The Pirates are clawing their way toward mediocrity, but remain a not so good baseball team.  A good baseball team struggles against a bad baseball team.  This is not the 1971 Roberto Clemente led Pirates, this is the haven’t finished with an above .500 record in nineteen years Pirates.  Is there some sort of rational explanation?  No, but it is frustrating as hell.

Roy Halladay was saddled with the task of stopping a four game losing streak.  Roy Halladay is completely and unequivocally a bad ass. He is not a flash in the pan reclamation project that is unexpectedly having a solid season.  It is no surprise that today’s victory upped his record to 8-3.  Doc went seven innings, allowed two runs, walked one and struck out six in a more dominant than it looks performance this afternoon.  The two runs came from a first inning home run by Neil Walker.

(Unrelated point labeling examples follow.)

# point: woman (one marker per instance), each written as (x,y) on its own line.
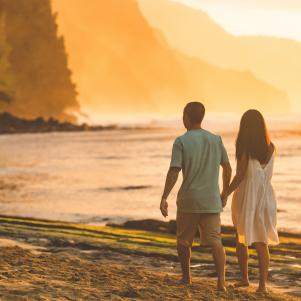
(254,205)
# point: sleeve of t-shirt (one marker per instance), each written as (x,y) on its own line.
(224,157)
(177,154)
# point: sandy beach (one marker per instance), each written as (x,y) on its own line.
(43,260)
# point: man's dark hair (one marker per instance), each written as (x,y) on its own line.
(195,112)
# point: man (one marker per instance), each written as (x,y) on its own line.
(199,154)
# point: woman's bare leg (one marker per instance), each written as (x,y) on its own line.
(242,256)
(264,262)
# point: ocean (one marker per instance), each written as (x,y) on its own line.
(114,176)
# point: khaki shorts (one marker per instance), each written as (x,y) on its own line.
(209,225)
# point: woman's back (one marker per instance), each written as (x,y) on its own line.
(254,204)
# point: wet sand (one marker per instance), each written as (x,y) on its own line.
(42,260)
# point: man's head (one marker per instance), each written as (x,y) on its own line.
(193,114)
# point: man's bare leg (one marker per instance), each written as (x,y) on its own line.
(184,253)
(219,257)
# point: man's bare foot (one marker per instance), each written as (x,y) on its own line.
(186,281)
(222,288)
(243,283)
(262,290)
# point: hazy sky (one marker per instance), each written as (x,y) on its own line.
(281,18)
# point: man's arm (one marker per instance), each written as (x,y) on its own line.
(171,179)
(227,173)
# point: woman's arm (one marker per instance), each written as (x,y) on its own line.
(241,169)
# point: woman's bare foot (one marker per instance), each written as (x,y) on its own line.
(262,290)
(243,283)
(221,287)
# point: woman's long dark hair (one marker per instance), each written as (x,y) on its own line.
(253,138)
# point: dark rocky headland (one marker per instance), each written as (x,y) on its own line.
(10,124)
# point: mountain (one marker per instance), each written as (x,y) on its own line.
(274,60)
(122,64)
(34,64)
(6,77)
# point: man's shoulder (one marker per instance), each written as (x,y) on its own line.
(189,135)
(212,135)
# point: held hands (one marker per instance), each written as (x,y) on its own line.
(224,198)
(164,207)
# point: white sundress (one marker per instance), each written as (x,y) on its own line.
(254,209)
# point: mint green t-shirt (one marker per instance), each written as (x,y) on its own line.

The past few games have introduced us to the idea of watching borderline major league pitchers morph into members of the 1963 Dodgers.  Luckily, James McDonald looked more like Dick Weik* than Sandy Koufax.  McDonald walked five and gave up three hits in five innings.  He was lucky to escape only allowing three runs.  In the top of the fourth McDonald issued two walks, hit a batter and was saved by the umpire’s inability to get out of the way of a Domonic Brown liner.  He entered the top of the fifth, promptly walked the bases loaded before giving way to way to Chris Resop.

Thank God that James McDonald was terrible.  It was nice to see all those baserunners.  Ryan Howard and Domonic Brown came inches from hitting grand slams and Brown narrowly missed another home run in the top of the seventh.  Chase Utley went 3-5 and Ryan Howard went 2-4 with three RBIs.  For the first time in a long time, there were some positives for the offense.  They scored seven runs and pounded out fourteen hits.  A 7-3 victory that very well could have been a 15-3 drubbing, but I think everyone will take it.

The Phillies take on left hander Ted Lilly and the Los Angeles Dodgers as Cliff Lee attempts to atone for his last start against Washington.

Dick Weik was a pitcher for the Washington Senators and the Detroit Tigers.  He carried a 6-22 record with 237 walks in 213 2/3 innings of work.  He also had 19 wild pitches.  He was not very good.